IMAGE: CNS/Paul Haring
By David Agren
CIUDAD
JUAREZ, Mexico (CNS) — Pope Francis urged society to rethink its ideas of
locking up inmates and throwing away the key, calling such an approach another
symptom of the “throwaway culture” he often decries and “a
symptom of a culture that has stopped supporting life, of a society that has
abandoned its children.”
Speaking
in a prison previously plagued by riots and controlled by drug cartels in a
city once considered the “murder capital of the world,” the pope proposed
focusing on prevention, reintegration and a system of “social health,”

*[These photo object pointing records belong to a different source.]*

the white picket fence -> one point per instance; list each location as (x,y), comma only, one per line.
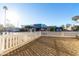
(60,34)
(13,41)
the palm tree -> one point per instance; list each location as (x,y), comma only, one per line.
(75,18)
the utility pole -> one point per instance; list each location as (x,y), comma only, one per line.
(5,9)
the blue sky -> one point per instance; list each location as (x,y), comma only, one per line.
(45,13)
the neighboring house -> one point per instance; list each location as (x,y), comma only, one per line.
(68,27)
(40,27)
(13,29)
(34,27)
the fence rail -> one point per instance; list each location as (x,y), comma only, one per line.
(13,41)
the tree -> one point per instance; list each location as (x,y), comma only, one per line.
(75,18)
(63,27)
(52,28)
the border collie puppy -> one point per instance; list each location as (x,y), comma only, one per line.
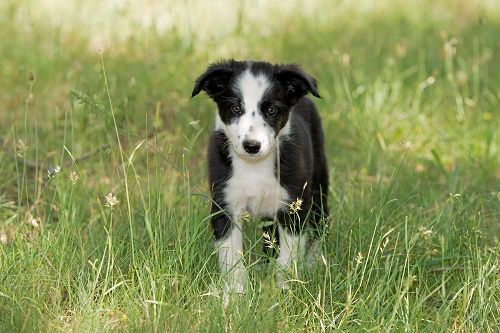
(266,158)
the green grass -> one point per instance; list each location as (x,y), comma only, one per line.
(411,111)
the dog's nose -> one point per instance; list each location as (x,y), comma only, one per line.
(251,146)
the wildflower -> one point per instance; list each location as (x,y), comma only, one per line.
(3,238)
(384,244)
(450,47)
(35,222)
(295,206)
(73,176)
(21,147)
(111,200)
(52,172)
(419,168)
(359,258)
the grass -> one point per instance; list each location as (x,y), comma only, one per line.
(410,107)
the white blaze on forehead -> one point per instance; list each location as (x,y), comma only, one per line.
(252,88)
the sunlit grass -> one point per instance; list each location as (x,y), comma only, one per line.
(104,204)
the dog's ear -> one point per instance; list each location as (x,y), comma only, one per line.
(296,82)
(214,80)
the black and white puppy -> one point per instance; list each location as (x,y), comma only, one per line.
(266,158)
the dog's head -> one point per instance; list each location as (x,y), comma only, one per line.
(254,101)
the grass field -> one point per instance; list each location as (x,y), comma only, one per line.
(411,110)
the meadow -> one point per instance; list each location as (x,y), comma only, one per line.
(104,203)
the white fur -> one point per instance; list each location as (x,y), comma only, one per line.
(250,125)
(253,187)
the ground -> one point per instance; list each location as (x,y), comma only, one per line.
(104,202)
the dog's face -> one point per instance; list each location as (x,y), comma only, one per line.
(254,101)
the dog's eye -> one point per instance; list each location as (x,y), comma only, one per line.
(271,111)
(236,109)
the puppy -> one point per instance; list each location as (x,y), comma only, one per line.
(265,158)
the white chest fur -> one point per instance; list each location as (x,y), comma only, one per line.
(253,187)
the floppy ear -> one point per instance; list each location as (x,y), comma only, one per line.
(214,80)
(296,82)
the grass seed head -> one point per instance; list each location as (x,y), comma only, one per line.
(111,200)
(295,206)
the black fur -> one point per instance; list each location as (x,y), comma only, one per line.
(302,166)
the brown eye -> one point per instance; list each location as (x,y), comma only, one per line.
(271,111)
(236,109)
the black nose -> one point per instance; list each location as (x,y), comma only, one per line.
(251,146)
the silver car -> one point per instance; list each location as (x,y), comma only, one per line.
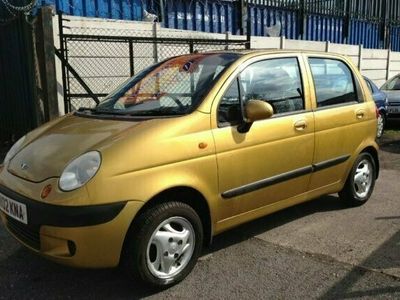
(392,90)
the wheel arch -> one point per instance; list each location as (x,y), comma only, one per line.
(187,195)
(374,153)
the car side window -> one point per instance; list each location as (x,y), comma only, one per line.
(276,81)
(229,110)
(369,86)
(333,82)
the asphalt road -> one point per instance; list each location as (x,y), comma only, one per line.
(319,249)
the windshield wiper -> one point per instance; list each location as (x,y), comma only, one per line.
(101,112)
(162,111)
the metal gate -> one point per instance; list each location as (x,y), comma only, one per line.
(94,65)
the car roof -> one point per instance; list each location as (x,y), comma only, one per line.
(256,52)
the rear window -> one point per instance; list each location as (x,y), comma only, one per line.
(333,81)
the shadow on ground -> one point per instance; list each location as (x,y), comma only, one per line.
(39,277)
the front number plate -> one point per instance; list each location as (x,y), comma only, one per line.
(14,209)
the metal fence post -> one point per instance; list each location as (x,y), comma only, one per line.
(282,42)
(389,58)
(155,44)
(47,63)
(131,59)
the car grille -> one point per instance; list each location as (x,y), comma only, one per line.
(27,234)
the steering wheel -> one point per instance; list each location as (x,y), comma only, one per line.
(175,99)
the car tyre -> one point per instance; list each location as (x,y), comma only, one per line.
(381,125)
(163,245)
(360,182)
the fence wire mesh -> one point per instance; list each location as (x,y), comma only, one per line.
(104,59)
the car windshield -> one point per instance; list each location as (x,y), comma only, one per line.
(173,87)
(392,84)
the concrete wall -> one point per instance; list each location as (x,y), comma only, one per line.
(378,65)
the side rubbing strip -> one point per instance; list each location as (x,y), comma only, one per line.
(283,177)
(267,182)
(330,163)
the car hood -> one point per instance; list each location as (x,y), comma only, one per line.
(393,96)
(51,147)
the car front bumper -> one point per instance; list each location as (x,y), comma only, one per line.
(89,236)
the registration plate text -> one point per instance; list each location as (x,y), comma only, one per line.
(14,209)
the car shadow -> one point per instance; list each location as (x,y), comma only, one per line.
(37,276)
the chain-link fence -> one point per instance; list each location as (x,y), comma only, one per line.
(103,62)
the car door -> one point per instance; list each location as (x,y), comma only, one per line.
(272,160)
(340,113)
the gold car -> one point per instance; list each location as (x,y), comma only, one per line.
(186,149)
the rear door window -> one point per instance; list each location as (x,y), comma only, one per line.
(333,81)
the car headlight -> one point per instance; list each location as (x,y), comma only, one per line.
(14,150)
(79,171)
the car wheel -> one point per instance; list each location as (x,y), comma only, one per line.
(162,247)
(381,125)
(360,182)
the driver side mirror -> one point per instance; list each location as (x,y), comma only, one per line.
(258,110)
(255,110)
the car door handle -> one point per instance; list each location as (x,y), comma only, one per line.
(300,125)
(360,114)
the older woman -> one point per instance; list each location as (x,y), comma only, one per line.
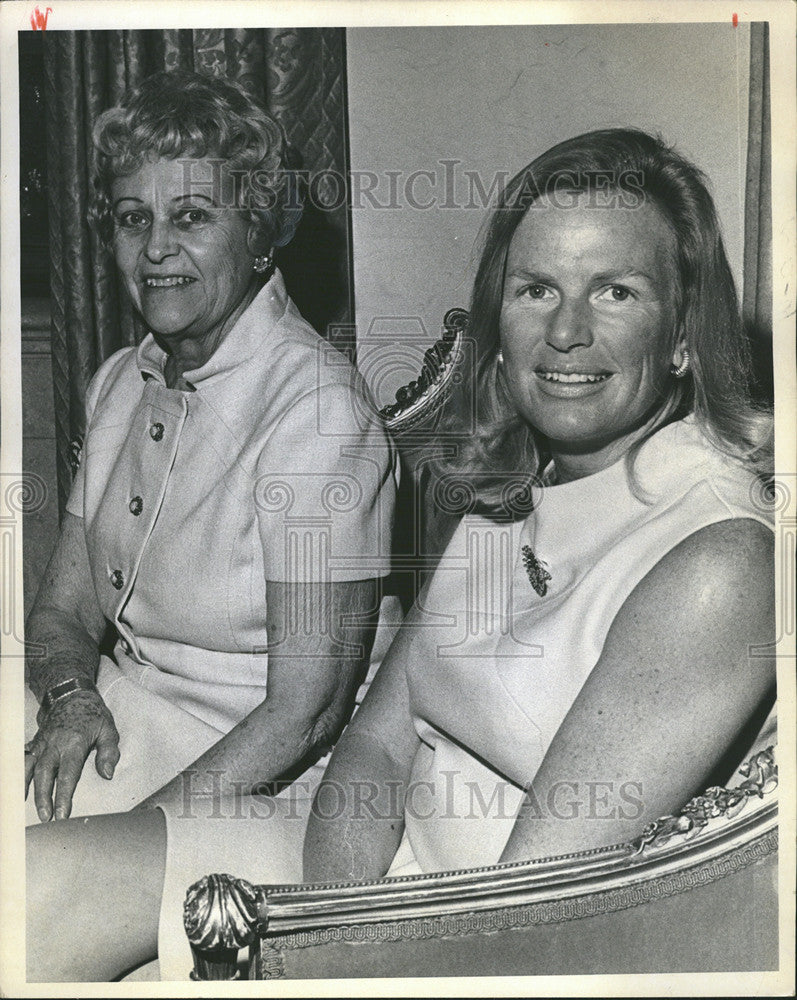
(235,494)
(581,646)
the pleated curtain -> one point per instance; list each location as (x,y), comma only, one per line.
(300,75)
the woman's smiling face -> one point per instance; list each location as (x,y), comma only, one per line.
(586,326)
(182,251)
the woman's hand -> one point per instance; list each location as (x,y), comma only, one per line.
(55,756)
(67,623)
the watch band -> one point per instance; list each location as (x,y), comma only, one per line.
(64,688)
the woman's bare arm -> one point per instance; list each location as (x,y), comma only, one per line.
(358,813)
(66,621)
(678,678)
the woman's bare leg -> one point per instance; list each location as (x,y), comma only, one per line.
(94,888)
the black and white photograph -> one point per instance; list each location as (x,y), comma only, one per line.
(398,499)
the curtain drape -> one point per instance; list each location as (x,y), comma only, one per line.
(757,290)
(300,75)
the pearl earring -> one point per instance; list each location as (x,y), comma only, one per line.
(263,263)
(683,368)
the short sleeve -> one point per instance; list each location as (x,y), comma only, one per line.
(325,490)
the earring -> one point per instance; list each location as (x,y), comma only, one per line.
(263,263)
(683,368)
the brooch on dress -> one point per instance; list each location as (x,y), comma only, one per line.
(535,568)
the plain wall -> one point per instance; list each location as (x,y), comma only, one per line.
(493,98)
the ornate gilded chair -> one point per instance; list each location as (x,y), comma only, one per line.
(694,892)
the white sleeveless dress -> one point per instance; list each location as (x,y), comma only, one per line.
(504,664)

instead of on only on incarceration and insisting that inmates pay for their
crimes.
“Celebrating
the Jubilee of Mercy with you is recalling the pressing journey that we must
undertake in order to break the cycle of violence and crime,” Pope Francis
said Feb. 17 at Cereso prison, home to some 3,000 inmates.
“We
have already lost many decades thinking and believing that everything will be
resolved by isolating, separating, incarcerating, and ridding ourselves of
problems, believing that these policies really solve problems,” the pope
continued. “We have forgotten to focus on what must truly be our concern:
people’s lives; their lives, those of their families, and those who have
suffered because of this cycle of violence.”
Pope
Francis often includes prison visits in his papal tours, drawing attention to a
population on the periphery of the church he is trying to construct. Prison
officials in Ciudad Juarez say their facility — once considered the most violent
in Latin America — has vastly improved since the horror of its worst year
2010, when 216 murders were committed there and rival gangs, fighting for
control of drugs running through Ciudad Juarez, carried out crimes from behind
bars.
His
trip drew attention to the horrors of Mexico’s oft-maligned prison system, marked
by overcrowding, corruption and inmates paying for privileges, protection and
basics — everything from toilet paper to proper food. Inmate control inside
correctional facilities is common.
The
trip follows a brawl — blamed on incarcerated members of rival cartels
clashing — in a Monterrey prison a week earlier. Forty-nine inmates died. Pope
Francis sent condolences for the tragedy in the Topo Chico prison, where state
officials subsequently found luxury cells with king-size beds, bars and even a
sauna.
In
Ciudad Juarez, the pope proposed prevention, along with reintegration and
rehabilitation, which he said, “begins outside, in the streets of the
city.”
It
also “begins by creating a system which we could call social health, that
is, a society which seeks not to cause sickness, polluting relationships in
neighborhoods, schools, town squares, the streets, homes and in the whole of
the social spectrum … a system of social health that endeavors to promote a
culture which acts and seeks to prevent those situations and pathways that end
in damaging and impairing the social fabric.”
Pope
Francis mentioned the Year of Mercy often in his address to inmates, saying: “Jesus
urges us to have mercy that embraces everyone and is found in every corner of
the world. There is no place beyond the reach of his mercy, no space or person
it cannot touch.”
He
called concern for prisoners “a moral imperative for the whole society,”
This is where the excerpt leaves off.